Not sure what integrations you need? Talk with HR, IT, and Engineering about tech-stack integrations and tooling infrastructures. Learn where employee data is stored. Ask your colleagues: how would a new LMS integrate? Who would be responsible for integrations, and managing updates?

Answering these questions upfront will save a lot of time and stress down the road. This will make sure that any Learning Management System you suggest will be frictionless for learners, and for your support colleagues. The happier your teams are with the technicalities, the more likely they are to enjoy the platform that you roll out.

Step 3 - Learn from your learners

Everyone in the business needs to love your LMS, especially your learners. It needs to be so intuitive that every learner finds it almost invisible: they don’t need to think twice. To increase the chances of that happening, do your user research. Interview your employees and understand their personal development and growth challenges. Let your learners explore a few LMS platforms during your Request for Proposal (RFP) period.

I recommend starting with your organization’s highest-performing team. How much time did they spend doing voluntary learning over the past few months? What happened the last time they used your existing learning management system?

Let’s say your highest-performing team is in Engineering, and no one spent more than 30 minutes on a voluntary course within the past quarter. Maybe that means learning needs to come to them, which would make a Slack integration feature helpful. Or maybe the content needs to be more engaging, which increases the need for interactive features.

By focusing your questions on recent and past behavior, you’ll get more realistic answers on their challenges.

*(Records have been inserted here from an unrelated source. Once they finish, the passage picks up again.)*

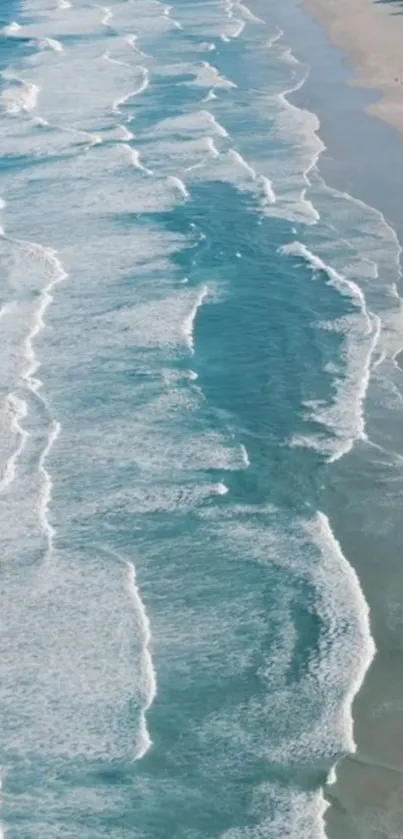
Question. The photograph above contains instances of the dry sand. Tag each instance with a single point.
(371, 32)
(367, 798)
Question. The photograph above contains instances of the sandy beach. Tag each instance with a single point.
(366, 802)
(371, 31)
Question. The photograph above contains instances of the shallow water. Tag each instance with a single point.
(196, 332)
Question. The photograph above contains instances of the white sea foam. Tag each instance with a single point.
(132, 41)
(221, 489)
(216, 125)
(207, 46)
(125, 134)
(107, 15)
(19, 96)
(247, 14)
(51, 43)
(237, 158)
(18, 409)
(178, 185)
(240, 26)
(148, 680)
(189, 321)
(12, 29)
(343, 285)
(245, 456)
(46, 489)
(345, 415)
(167, 13)
(136, 92)
(208, 76)
(135, 159)
(107, 56)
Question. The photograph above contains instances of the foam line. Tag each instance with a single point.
(347, 287)
(18, 409)
(52, 43)
(132, 41)
(237, 158)
(107, 16)
(148, 675)
(126, 134)
(178, 184)
(107, 57)
(238, 31)
(267, 189)
(20, 97)
(167, 13)
(135, 159)
(245, 456)
(46, 491)
(322, 532)
(210, 96)
(216, 125)
(189, 322)
(247, 14)
(143, 86)
(11, 29)
(45, 300)
(279, 34)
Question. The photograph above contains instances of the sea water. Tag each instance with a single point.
(190, 322)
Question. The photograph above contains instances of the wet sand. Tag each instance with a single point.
(371, 32)
(366, 802)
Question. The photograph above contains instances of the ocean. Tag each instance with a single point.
(200, 388)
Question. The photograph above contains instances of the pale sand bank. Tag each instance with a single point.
(371, 31)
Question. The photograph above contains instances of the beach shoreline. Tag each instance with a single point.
(370, 32)
(365, 799)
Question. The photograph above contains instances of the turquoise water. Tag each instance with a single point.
(190, 322)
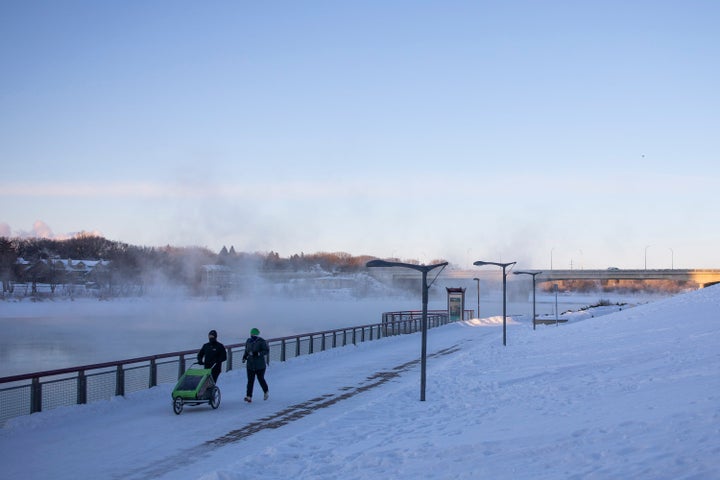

From there, you as the learning expert can derive the right features to solve them.

3 is the magic number for core LMS features

Once you have your top 15 features, it's time to get even more specific. In my experience, having three non-negotiable features makes it easier to eliminate providers at the comparison stage.

Remember how I said you should take inspiration from other businesses? When I took inspiration from Google's G2G program, it was clear I would need a learning platform with a frictionless UX, collaborative content editing, and intuitive and automated content sharing functionality. To achieve my decentralized vision, those became my three non-negotiables. If the LMS provider couldn’t excel in all three, I would discount them immediately. That saved me a lot of time.

The smarter path to the right LMS

It’s all about focus and vision. Start with the outcome, understand your culture, and prioritize based on what admins and learners need. You’ll end up with fewer features to compare and save countless research hours in the process. Most importantly, you’ll increase your chances of finding the provider who can truly bring your vision to life.